In the paper, I tend to explore student dropout behavior in Massive Open Online Courses.I use a case study of a recent Coursera course from that I tend to develop a survival model that allows us to measure the influence of factors extracted from that information on student dropout rate. Specifically I also explore factors related to student behavior and social positioning within discussion forums using standard social network analytic techniques. These analysis reveals several significant predictors of dropout.
With the recent boom in development of instructional resources each in business and academe, large Open on-line Courses (MOOC) have speedily enraptured into an area of prominence within the media, in scholarly publications, and within the mind of the general public.
The hope is that this new surge of development can bring the vision of equitable access to long learning opportunities at intervals sensible reach. MOOCs supply several valuable learning experiences to students, from video lectures, readings, assignments and exams, to opportunities to attach and collaborate with alternatives through rib discussion forums and other internet two.
0 technologies. Withal, despite all this potential, MOOCs have to date didn’t turn out proof that this potential is being realized within the current mental representation of MOOCs. Of specific concern is that the very high rates of attrition that are rumored for this initial generation of MOOCs.
One vital hurdle that stops MOOCs from reaching their transformative potential is that they fail to supply the type of social setting that’s tributary to sustained engagement and learning, particularly as students arrive in waves to those on-line learning communities. The distinctive biological process history of MOOCs creates challenges that need insight into the inner-workings of large scale social interaction so as to fulfill. specifically, instead of evolving step by step as higher understood types of on-line communities, MOOCs originate nightlong then expand in waves as new cohorts of scholars arrive from week to week to start the course.
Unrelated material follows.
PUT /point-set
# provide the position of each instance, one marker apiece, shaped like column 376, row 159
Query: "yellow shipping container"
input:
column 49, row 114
As large communities of strangers that lack shared practices that will change them to create confirmatory bonds of interaction, these communities grow in unruly manner.
In the remainder of the paper we have a tendency to initial supply a a lot of elaborate review of current analysis connected to attrition in MOOCs. Next, we have a tendency to describe our alpha work that impelled our applied math analysis. We then define our methodology for extracting indicators after all engagement on the method, as well as each social network measures and measures of engagement in discussion forums. we have a tendency to then gift results from a survival analysis model to analyze the factors that contribute to course dropout on the method. we have a tendency to conclude with discussion and our vision for future analysis, notably targeted on opportunities for modeling victimization machine learning and graphical modeling techniques.
In this section we have a tendency to define the views on students attrition that are explored to date within the rising literature on MOOCs. Abundant of this work with success leverages machine learning and different advanced computer science strategies.
Some previous work has targeted on queries associated with the preparation of scholars for participating in MOOC learning. as an example, Tinto et al. make a case for student dropout in as a socio-psychological processes that occur as students transition from their life before university participation and their new engagement in university life. Thus, this work has targeted on factors that have an effect on readiness to interact during this new stage of life, together with gender roles and expectations, money resources etc. Other add this space focuses on environmental factors at intervals the university learning community itself.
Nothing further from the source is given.